Mumbai: The Reserve Bank of India on Thursday released a discussion paper that sets out four options for introducing extra layers of safeguards in digital transactions, which include a lagged credit for authorised push payments above Rs 10,000 in order to check mounting frauds which crossed the Rs 22,930 crore mark in 2025.
The other three options include additional authentication by a trusted person for high-value digital transactions by senior citizens, only accounts with satisfactory additional review to receive large credits, and customer-induced controls.
According to the first option, banks would be required to hold account-to-account transfers above Rs 10,000 for one hour at the payer’s end before executing them. During this period, customers would retain the option to cancel the transaction.
If a transaction appears suspicious, the bank would be required to seek reconfirmation from the payer before proceeding. Merchant payments, e-mandates, NACH transactions, and cheques would be exempt. Customers could also whitelist specific payees to bypass the delay.
The RBI noted that transactions above Rs 10,000 account for approximately 98.5 per cent of total fraud value while making up around 45 per cent of reported fraud cases by volume, which justifies the threshold as a targeted safeguard.
The RBI paper points out that most digital frauds today do not involve a technical breach of systems. Instead, fraudsters use social engineering, impersonation, and coercion to pressure victims into transferring money themselves, a category known as Authorised Push Payment or APP fraud. Once funds move through near-instant channels like UPI or IMPS, recovery becomes extremely difficult.
“Fraudsters typically rely on creating urgency and maintaining continuous psychological pressure on the victim to prevent deliberation. Introducing lag at the payer’s end breaks the fraudster’s psychological control,” the paper observes.
The other proposals would require citizens aged 70 and above and persons with disabilities to nominate a “trusted person” whose authentication would be mandatory for transfers above Rs 50,000. Such cases cover nearly 92 per cent of the fraud value reported to NCRP.
The second proposal would cap annual aggregate credits into individual and small business accounts at Rs 25 lakh. Amounts beyond this threshold would be held as “shadow credit” accessible only after the account holder satisfies the bank about the transaction’s legitimacy. If no justification is provided within 30 days, the funds will be returned to the sender.
The fourth proposal involves a “kill switch” that would allow customers to instantly disable all digital payment channels from their account in one step, a feature already operational in Singapore and being rolled out by some banks in Australia.

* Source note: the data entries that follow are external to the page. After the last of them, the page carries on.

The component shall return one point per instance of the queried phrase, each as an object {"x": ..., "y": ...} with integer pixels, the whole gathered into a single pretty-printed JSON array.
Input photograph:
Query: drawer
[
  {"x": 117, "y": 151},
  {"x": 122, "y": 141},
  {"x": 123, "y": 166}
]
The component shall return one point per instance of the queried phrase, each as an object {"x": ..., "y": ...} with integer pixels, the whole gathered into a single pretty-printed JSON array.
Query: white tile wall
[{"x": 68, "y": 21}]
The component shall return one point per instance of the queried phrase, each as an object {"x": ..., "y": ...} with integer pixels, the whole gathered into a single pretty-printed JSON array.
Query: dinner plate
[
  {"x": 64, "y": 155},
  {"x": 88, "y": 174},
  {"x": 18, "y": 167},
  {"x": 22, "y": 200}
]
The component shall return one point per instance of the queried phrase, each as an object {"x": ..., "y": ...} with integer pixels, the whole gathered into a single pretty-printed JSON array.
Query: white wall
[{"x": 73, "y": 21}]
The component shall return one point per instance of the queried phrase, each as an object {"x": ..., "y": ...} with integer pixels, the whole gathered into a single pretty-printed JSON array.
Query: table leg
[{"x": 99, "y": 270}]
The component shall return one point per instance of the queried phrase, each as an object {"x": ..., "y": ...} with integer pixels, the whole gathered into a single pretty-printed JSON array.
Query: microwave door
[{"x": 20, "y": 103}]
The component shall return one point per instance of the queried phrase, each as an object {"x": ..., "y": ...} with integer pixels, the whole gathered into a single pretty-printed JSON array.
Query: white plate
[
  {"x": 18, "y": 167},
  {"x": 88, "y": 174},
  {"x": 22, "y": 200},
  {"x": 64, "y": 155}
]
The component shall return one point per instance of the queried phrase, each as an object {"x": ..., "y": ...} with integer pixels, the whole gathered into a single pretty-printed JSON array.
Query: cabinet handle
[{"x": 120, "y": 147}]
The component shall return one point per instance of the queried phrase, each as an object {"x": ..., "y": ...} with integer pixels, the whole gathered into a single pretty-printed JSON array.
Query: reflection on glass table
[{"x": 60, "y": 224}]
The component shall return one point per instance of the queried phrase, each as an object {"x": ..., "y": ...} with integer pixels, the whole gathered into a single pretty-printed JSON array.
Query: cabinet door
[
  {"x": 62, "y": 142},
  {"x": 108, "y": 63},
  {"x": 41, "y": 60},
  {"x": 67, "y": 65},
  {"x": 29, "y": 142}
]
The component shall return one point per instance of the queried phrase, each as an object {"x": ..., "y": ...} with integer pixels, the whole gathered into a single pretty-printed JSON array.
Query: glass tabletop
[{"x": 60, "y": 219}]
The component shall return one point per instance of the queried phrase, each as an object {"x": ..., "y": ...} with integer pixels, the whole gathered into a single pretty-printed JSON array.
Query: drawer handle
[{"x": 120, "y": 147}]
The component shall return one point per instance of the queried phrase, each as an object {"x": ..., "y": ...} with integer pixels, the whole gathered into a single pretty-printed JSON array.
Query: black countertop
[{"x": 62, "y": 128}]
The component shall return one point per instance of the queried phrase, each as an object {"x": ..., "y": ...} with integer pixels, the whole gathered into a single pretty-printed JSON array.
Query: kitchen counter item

The RBI said these options are aimed at the broad objectives of inducing a lag in select categories of digital payments (by way of process-level changes or in terms of additional due diligence thereby buying time for both customers and PSOs to limit fraudulent transactions from being executed or proceeds thereof from being moved quickly, and empowering the customer through the provision of customised controls.
The apex bank also acknowledged the tradeoffs involved, noting that a mandatory lag conflicts with the core design principle of instant payments and could confuse users. It also flagged that fraudsters may simply pressure victims into whitelisting transactions, reducing the mechanism’s effectiveness.
Stakeholders have until May 8 to submit comments through the RBI’s Connect 2 Regulate portal. The central bank said it will consider issuing draft guidelines after reviewing feedback.